Millions of people worldwide have died from COVID-19, a respiratory disease caused by a virus identified in 2019 and declared a global pandemic by the World Health Organization (WHO) in March 2020. In the US, more than one million people have died from COVID-19. Data has shown that both death and infection rates for the disease disproportionately affect “Black, Hispanic, American Indian or Alaska Native (AIAN), and Native Hawaiian or Other Pacific Islander (NHOPI) people have experienced higher rates of COVID-19 cases and deaths compared to White people,” according to the Kaiser Family Foundation.
After infection, some people experience persistent symptomatic COVID-19 or new chronic health conditions, which is referred to as post-COVID conditions and/or long-COVID. In addition, COVID-19 can exacerbate existing chronic diseases. Nearly four million people are out of work or working reduced hours due to long COVID, representing up to $230 billion in lost wages, according to The Brookings Institution.
Although it is too soon to fully know the impacts of long COVID on communities, what is known is that—prior to the emergence of COVID-19—particularly Black people and Hispanic people, were already experiencing disproportionately higher rates of chronic illnesses.
Another major issue challenging communities are fewer vaccination and testing sites, following the reduction in federal funding when emergency COVID funds were discontinued.
Many community-based organizations face new barriers in finding local and state partners to assist them in offering free vaccinations throughout their communities to “meet people where they are.”
Community Catalyst continues to partner with communities and local health providers through public health initiatives, including prevention efforts to address vaccine hesitancy and uptake in systemically excluded communities, to ensure that COVID-19 care is accessible and equitable. Our work helps to influence how COVID-19 policies serve communities and respond to people’s needs, which is an essential part of our commitment to a health system that anchors race equity and health justice.

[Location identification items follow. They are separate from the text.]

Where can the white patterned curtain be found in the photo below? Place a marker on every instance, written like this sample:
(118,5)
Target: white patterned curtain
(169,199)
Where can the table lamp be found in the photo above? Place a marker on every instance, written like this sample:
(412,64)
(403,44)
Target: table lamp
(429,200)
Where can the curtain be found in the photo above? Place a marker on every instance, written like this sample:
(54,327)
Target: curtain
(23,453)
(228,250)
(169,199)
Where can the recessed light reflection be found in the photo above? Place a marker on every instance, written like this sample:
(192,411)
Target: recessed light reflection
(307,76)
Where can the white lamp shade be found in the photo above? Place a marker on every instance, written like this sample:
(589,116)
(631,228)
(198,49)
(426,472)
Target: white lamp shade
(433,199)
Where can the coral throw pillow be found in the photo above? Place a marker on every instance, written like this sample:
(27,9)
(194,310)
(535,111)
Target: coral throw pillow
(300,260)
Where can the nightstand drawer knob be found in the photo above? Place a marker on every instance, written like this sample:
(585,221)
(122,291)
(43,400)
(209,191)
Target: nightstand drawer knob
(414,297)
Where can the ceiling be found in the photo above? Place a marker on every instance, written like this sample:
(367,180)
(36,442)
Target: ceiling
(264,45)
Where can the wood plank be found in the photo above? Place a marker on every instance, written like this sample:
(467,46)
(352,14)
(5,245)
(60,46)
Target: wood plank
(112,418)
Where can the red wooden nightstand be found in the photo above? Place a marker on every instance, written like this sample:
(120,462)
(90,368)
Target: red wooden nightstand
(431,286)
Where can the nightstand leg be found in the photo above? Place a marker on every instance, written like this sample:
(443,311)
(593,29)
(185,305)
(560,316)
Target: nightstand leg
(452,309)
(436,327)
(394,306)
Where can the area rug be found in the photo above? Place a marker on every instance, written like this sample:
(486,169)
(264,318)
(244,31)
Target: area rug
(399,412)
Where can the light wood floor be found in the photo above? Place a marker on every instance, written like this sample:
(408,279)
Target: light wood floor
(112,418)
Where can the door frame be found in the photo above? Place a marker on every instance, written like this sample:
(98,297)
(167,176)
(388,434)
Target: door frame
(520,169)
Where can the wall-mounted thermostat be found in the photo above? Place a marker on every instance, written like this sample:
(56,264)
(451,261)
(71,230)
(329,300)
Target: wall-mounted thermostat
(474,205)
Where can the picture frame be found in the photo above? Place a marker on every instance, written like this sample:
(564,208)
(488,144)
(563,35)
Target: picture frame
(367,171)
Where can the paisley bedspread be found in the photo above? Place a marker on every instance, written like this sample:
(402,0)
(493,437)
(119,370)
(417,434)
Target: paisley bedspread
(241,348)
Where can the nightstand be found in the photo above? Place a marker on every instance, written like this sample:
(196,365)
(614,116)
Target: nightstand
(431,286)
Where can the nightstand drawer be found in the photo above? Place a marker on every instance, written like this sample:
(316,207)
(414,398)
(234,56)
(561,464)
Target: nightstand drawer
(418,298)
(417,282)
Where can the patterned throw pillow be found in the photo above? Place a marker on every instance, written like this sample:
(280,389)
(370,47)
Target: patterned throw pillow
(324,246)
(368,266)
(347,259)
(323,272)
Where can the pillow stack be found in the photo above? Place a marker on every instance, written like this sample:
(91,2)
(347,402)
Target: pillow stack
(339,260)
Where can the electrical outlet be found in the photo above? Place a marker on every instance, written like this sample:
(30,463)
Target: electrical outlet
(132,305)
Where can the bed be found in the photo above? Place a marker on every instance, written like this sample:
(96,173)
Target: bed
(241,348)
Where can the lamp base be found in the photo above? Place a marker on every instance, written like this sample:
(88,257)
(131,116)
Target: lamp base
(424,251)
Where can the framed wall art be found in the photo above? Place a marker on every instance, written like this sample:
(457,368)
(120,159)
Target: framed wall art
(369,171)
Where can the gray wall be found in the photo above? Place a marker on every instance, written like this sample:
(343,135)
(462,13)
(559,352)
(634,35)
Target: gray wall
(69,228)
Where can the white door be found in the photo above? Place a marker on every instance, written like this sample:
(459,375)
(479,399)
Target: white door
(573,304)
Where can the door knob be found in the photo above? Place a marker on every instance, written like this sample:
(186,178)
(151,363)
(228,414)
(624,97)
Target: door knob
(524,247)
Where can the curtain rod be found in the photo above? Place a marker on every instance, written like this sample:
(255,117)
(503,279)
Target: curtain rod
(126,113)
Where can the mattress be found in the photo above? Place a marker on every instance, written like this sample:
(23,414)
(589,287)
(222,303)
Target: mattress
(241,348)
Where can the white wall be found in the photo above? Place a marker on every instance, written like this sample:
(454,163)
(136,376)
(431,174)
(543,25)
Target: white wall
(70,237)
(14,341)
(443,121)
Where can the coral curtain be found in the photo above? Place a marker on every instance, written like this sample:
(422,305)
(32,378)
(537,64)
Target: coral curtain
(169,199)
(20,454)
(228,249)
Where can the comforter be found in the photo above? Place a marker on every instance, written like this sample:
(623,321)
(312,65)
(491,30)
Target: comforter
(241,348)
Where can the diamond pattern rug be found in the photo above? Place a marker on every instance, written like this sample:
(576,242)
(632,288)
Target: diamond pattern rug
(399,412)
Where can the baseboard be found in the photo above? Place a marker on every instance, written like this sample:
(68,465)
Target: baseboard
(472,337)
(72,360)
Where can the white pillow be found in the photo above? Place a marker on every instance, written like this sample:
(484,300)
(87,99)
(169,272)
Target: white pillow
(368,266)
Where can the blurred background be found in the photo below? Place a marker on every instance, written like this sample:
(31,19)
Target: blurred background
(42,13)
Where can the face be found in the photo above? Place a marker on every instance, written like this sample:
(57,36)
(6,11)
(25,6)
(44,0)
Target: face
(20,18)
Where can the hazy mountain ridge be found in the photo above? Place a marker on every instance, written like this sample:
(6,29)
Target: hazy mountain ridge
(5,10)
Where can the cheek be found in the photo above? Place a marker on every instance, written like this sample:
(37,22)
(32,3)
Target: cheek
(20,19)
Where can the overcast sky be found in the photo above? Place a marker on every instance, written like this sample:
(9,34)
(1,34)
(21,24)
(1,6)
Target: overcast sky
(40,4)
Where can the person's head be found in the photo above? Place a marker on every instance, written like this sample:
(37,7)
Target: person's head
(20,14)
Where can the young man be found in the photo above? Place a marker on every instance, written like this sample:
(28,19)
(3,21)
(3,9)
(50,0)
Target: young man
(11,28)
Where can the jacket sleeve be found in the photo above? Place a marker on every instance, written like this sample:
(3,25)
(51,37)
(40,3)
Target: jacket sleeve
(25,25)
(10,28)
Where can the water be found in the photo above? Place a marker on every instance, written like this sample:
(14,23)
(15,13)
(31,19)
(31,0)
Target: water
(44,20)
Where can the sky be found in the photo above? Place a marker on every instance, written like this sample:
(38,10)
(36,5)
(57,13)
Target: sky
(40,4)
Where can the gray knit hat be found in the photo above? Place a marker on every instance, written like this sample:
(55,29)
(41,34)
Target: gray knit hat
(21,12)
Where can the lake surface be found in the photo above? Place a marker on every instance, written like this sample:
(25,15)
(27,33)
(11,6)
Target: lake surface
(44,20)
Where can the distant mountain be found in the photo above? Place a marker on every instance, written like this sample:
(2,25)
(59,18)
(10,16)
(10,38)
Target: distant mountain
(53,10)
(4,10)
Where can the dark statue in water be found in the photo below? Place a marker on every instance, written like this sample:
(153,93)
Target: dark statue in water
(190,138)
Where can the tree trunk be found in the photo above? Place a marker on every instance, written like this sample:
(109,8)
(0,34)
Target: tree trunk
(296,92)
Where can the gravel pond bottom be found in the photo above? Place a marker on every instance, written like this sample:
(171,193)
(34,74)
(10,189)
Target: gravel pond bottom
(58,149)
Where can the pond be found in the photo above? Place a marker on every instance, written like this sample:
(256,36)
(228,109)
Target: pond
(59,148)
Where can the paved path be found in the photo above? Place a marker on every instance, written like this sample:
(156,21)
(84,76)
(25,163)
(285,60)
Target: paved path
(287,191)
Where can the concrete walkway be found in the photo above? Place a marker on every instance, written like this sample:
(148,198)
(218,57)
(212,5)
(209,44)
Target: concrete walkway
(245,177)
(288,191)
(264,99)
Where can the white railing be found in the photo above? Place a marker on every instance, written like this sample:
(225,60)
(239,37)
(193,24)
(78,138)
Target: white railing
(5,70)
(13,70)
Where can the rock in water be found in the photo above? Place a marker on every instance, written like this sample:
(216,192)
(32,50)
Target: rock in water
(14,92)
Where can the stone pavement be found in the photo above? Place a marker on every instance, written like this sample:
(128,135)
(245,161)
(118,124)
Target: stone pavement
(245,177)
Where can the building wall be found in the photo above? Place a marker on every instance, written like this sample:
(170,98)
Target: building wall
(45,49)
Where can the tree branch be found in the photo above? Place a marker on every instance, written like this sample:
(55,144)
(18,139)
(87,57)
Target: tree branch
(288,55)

The COVID-19 pandemic exposed the shortcomings of the nation’s health system, in particular the uneven and unjust access to health coverage faced by Asian, Black, Indigenous, Latinx, Pacific Islander, and additional systemically excluded communities, including people with low incomes. It also revealed ways the health system generates profits and reinforces forms of oppression including white supremacy, ableism, and patriarchy. Even as vaccines and treatments for COVID-19 have become available to reduce the likelihood of severe disease, hospitalization, and death, access to them has been unequal, aggravating existing disparities for those most hurt by our health system today.